There we were, leaving the Ranchos valley heading up Blueberry Hill [sic] on the way to Questa to drive by a house. It was one of those mostly sunny winter days with shifting layers of half-clouds against a deep blue sky. A thin coating of snow lay all about, already turned to mud along the rocky roads that passed by scattered brown houses in the sagebrush. Despite the latter, the view was splendid. I had no expectations for the listing and am usually wary of Questa. This quiet Sunday afternoon I felt more curious. The sunshine and lack of traffic likely helped.

“Instead of saying, oh no, we’ll never live there,” I said, “I’m going to think of good things about Questa. [clears throat] Okay, it’s closer to real wilderness, cheaper than Taos, and…um…oh, it’s easier to buy heroin there! Ha-ha.”

She paid me no mind and looked out the window.

“Hey, remember when we lived in San Cristobal and Bill Whaley wouldn’t hire me to be the Horse Fly reporter for Questa because he thought I was too naive and might get killed?”

[silence]

And then:

“The mountains…the sky…”

My default state of mind had won. She was living her appreciation, I was hosting a late night talk show.

The mountains were stupendous, and the road stretched on across the mesa, plunging through Arroyo Hondo, down the curve and across the valley where San Cristobal splayed out along the creek, up the steep half-mile to Garrapata Ridge, past Lama where Baba Ram Dass wrote Be Here Now, finally dropping down to Questa, a roller coaster 30-minute ride over the shoulders of snowy peaks, past miles of forest, distant dead volcanoes, views to sharp horizons all the way to Colorado.

“I can’t believe we live here,” someone said.

It could have been either one or both of us. There’s nothing like this anywhere I’ve ever lived, and I have been around. In my elevated state of mind, the lumpy, broken semi-pavement on Cabresto Road was just the way it was, and no one cursed. The house we’d come to “drive by” was way across a valley from a ridge that felt like darkest West Virginia, crammed with trailers, old adobes, and a few nice homes. The entrance to the lane was dark and rough and steep. I didn’t turn there since we weren’t expected. An old man in a flannel shirt came walking down the road. We passed him and explored a little more, circumnavigating the valley before retracing our entire route. No one else was out and I drove very slowly.

The thing was, neither one of us was judging. My wife is good like that. I can be an uptight jerk and on this afternoon, I wasn’t. On the way back down Cabresto Road, I saw a hand-painted wooden sign that simply read “CHURCH” with a great big arrow, so of course I did as I was told. We ended up behind a stunning large adobe building, San Antonio de Padua Catholic Church. I’d heard about the place for years and never ventured two blocks off the highway to investigate.

We were in a different dimension. That’s really all there is to say. Despite the mud, I got out and walked around.
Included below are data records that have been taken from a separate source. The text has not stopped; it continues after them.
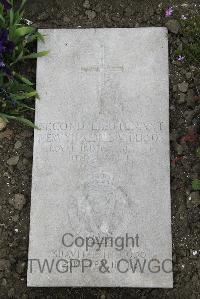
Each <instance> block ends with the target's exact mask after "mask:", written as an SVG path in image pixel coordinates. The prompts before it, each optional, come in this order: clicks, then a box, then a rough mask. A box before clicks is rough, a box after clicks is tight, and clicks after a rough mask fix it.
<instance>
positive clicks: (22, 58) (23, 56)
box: [20, 51, 49, 60]
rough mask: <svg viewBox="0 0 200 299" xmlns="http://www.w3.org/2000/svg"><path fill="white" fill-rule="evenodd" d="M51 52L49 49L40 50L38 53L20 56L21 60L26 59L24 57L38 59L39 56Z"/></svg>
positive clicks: (25, 57) (33, 53)
mask: <svg viewBox="0 0 200 299" xmlns="http://www.w3.org/2000/svg"><path fill="white" fill-rule="evenodd" d="M48 54H49V51H42V52H38V53H31V54H30V55H26V56H22V57H21V58H20V60H24V59H36V58H39V57H43V56H46V55H48Z"/></svg>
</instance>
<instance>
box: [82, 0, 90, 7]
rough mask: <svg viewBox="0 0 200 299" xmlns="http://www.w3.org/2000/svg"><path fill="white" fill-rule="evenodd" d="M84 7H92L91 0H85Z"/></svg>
mask: <svg viewBox="0 0 200 299" xmlns="http://www.w3.org/2000/svg"><path fill="white" fill-rule="evenodd" d="M83 7H84V8H90V2H89V1H88V0H85V1H84V3H83Z"/></svg>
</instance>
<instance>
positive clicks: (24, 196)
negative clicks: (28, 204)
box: [9, 194, 26, 211]
mask: <svg viewBox="0 0 200 299" xmlns="http://www.w3.org/2000/svg"><path fill="white" fill-rule="evenodd" d="M9 203H10V205H12V206H13V207H14V208H15V209H16V210H19V211H21V210H22V208H23V206H24V205H25V203H26V199H25V196H24V195H23V194H15V195H14V197H13V198H10V199H9Z"/></svg>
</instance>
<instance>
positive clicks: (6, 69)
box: [0, 56, 11, 77]
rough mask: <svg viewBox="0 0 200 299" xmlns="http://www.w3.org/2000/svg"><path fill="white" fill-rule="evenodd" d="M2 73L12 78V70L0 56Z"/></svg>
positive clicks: (1, 69)
mask: <svg viewBox="0 0 200 299" xmlns="http://www.w3.org/2000/svg"><path fill="white" fill-rule="evenodd" d="M0 71H3V73H4V74H6V75H7V76H8V77H10V76H11V70H10V69H9V68H8V67H7V66H6V65H5V63H4V61H3V59H2V57H1V56H0Z"/></svg>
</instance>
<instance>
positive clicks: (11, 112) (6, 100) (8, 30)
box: [0, 0, 48, 127]
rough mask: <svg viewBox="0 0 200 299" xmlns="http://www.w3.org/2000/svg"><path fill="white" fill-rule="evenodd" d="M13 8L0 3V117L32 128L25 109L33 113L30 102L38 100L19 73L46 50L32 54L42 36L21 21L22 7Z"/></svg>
mask: <svg viewBox="0 0 200 299" xmlns="http://www.w3.org/2000/svg"><path fill="white" fill-rule="evenodd" d="M25 2H26V0H22V1H21V5H20V6H19V7H15V3H14V1H13V0H9V1H8V0H0V118H2V119H3V120H4V121H6V122H8V121H9V120H16V121H19V122H22V123H23V124H25V125H28V126H31V127H35V126H34V124H33V123H32V122H31V121H30V120H29V119H27V118H26V117H25V115H26V112H27V111H28V110H34V108H33V107H32V106H31V100H32V99H34V98H38V94H37V91H36V90H35V84H34V83H33V82H31V81H30V80H29V79H28V78H26V77H25V76H24V75H23V74H22V73H21V72H22V69H23V64H24V63H25V61H27V60H28V59H36V58H38V57H42V56H45V55H47V53H48V51H44V52H39V53H36V52H33V51H32V50H31V47H32V46H33V44H34V42H35V41H36V40H41V41H44V38H43V36H42V35H41V34H40V33H39V32H38V31H37V29H36V28H35V27H33V26H28V25H26V22H25V21H24V19H23V13H24V10H23V8H24V4H25Z"/></svg>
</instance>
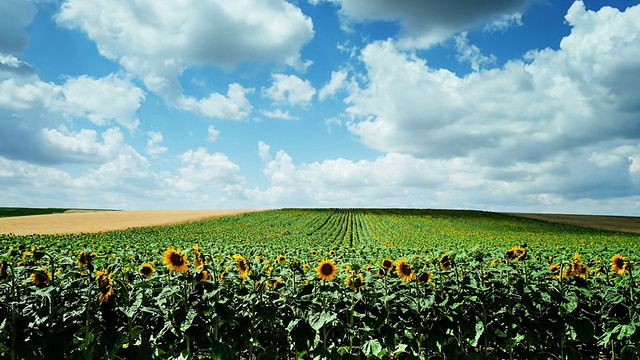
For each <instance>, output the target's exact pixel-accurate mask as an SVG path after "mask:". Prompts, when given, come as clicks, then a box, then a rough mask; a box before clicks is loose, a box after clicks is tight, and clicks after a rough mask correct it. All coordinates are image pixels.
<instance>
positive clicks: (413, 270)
mask: <svg viewBox="0 0 640 360" xmlns="http://www.w3.org/2000/svg"><path fill="white" fill-rule="evenodd" d="M396 273H398V276H399V277H400V278H401V279H402V280H404V281H406V282H409V281H411V280H413V276H414V275H415V271H414V270H413V269H412V268H411V265H409V263H408V262H407V259H402V260H398V262H397V263H396Z"/></svg>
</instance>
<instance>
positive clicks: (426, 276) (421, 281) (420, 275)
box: [418, 271, 433, 285]
mask: <svg viewBox="0 0 640 360" xmlns="http://www.w3.org/2000/svg"><path fill="white" fill-rule="evenodd" d="M431 279H433V274H432V273H430V272H426V271H425V272H423V273H421V274H420V275H419V276H418V283H419V284H422V285H425V284H427V283H429V282H431Z"/></svg>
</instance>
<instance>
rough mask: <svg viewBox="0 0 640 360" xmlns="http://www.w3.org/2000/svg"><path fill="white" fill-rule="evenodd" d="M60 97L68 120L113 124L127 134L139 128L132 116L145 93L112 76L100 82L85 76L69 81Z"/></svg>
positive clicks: (97, 80) (78, 77) (128, 84)
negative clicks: (110, 123)
mask: <svg viewBox="0 0 640 360" xmlns="http://www.w3.org/2000/svg"><path fill="white" fill-rule="evenodd" d="M62 93H63V95H64V98H65V103H64V108H65V112H67V113H68V115H69V116H73V117H76V118H77V117H86V118H87V119H89V121H91V122H93V123H94V124H96V125H106V124H108V123H109V122H110V121H112V120H113V121H116V122H118V123H119V124H120V125H122V126H124V127H126V128H127V129H129V130H130V131H133V130H135V129H137V128H138V126H139V125H140V120H138V118H137V117H136V116H135V112H136V110H137V109H138V108H139V107H140V103H141V102H142V101H143V100H144V98H145V97H144V92H143V91H142V90H141V89H140V88H138V87H136V86H134V85H133V84H132V83H131V82H129V81H128V80H125V79H123V78H121V77H118V76H116V75H114V74H110V75H108V76H106V77H104V78H100V79H93V78H91V77H89V76H86V75H82V76H80V77H77V78H71V79H68V80H67V82H66V83H65V84H64V85H63V87H62Z"/></svg>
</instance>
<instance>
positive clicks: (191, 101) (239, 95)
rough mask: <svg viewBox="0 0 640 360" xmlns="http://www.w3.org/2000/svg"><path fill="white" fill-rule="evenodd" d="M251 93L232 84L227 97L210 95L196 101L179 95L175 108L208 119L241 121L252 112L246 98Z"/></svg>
mask: <svg viewBox="0 0 640 360" xmlns="http://www.w3.org/2000/svg"><path fill="white" fill-rule="evenodd" d="M253 91H254V89H253V88H244V87H242V86H241V85H240V84H237V83H233V84H230V85H229V90H228V91H227V96H224V95H221V94H219V93H212V94H211V95H209V97H208V98H204V99H200V100H198V99H195V98H193V97H190V96H184V95H181V97H180V98H179V100H178V102H177V106H178V107H179V108H181V109H184V110H189V111H193V112H195V113H199V114H201V115H204V116H208V117H213V118H220V119H232V120H241V119H244V118H246V117H247V116H249V114H251V111H252V110H253V106H252V105H251V103H250V102H249V100H248V99H247V97H246V94H248V93H252V92H253Z"/></svg>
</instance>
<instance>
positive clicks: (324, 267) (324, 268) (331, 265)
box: [316, 260, 338, 281]
mask: <svg viewBox="0 0 640 360" xmlns="http://www.w3.org/2000/svg"><path fill="white" fill-rule="evenodd" d="M337 273H338V268H337V267H336V264H335V263H334V262H333V260H323V261H321V262H320V264H318V267H316V274H317V275H318V277H319V278H320V279H322V280H324V281H333V279H334V278H335V277H336V274H337Z"/></svg>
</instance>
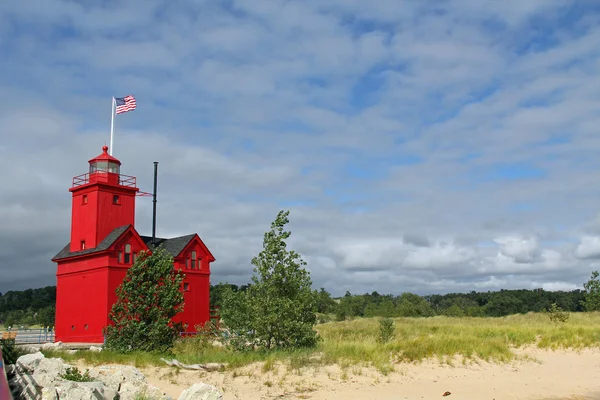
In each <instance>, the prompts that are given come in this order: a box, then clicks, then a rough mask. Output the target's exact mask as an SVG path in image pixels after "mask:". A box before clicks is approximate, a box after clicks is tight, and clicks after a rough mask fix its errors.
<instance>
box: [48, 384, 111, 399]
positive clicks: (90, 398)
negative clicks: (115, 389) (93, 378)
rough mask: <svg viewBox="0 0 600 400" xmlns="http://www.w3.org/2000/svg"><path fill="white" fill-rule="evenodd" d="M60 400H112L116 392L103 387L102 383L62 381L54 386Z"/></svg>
mask: <svg viewBox="0 0 600 400" xmlns="http://www.w3.org/2000/svg"><path fill="white" fill-rule="evenodd" d="M54 388H55V391H56V394H57V395H58V396H57V397H58V398H59V399H60V400H63V399H64V400H98V399H108V400H113V399H115V398H118V397H117V391H116V390H115V389H113V388H109V387H108V386H105V385H104V384H103V383H102V382H73V381H67V380H62V381H61V382H57V383H56V385H55V386H54Z"/></svg>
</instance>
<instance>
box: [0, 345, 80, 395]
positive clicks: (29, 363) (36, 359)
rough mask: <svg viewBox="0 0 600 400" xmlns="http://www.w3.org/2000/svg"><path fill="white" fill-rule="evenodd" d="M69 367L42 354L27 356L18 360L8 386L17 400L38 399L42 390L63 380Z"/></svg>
mask: <svg viewBox="0 0 600 400" xmlns="http://www.w3.org/2000/svg"><path fill="white" fill-rule="evenodd" d="M67 367H68V366H67V365H65V364H64V363H63V361H62V360H61V359H59V358H46V357H44V355H43V354H42V353H41V352H39V351H38V352H36V353H33V354H26V355H23V356H21V357H19V358H18V359H17V362H16V363H15V365H14V367H13V369H12V371H11V374H10V378H9V381H8V384H9V386H10V388H11V390H12V391H13V395H14V396H15V397H16V398H20V397H25V398H37V397H39V396H40V395H41V391H42V388H44V387H53V385H54V383H55V382H56V381H57V380H62V378H61V377H60V374H64V373H65V371H66V368H67Z"/></svg>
My wife was grooving, giving off vibrations like a tuning fork, and stayed put in the car. It was cold and gray by now, the air was still, and all around was utter quiet. In the courtyard by the entrance, I saw someone sitting on a bench. It was the same old man in the flannel shirt we’d seen before (probably younger than I am), leaning forward with his hands together. I thought he was looking at his phone, would you believe it. Of course, the man was praying. He stood up as I approached, we said hello, and he went slowly back the way he’d come. I located the visitor’s entrance and tried the door. Much to my surprise, it opened, and I entered.

The lights were off and there was little light coming through the windows, so I could hardly make out much more than the altar and the pews. The carpet underfoot was soft, the air perfumed with incense. I carefully turned around, took three steps out, and latched the door.

What on earth had happened?

The drive back home was just as wondrous. I was—we were—in this place. Twenty years, and it had always been here. Maybe I was not.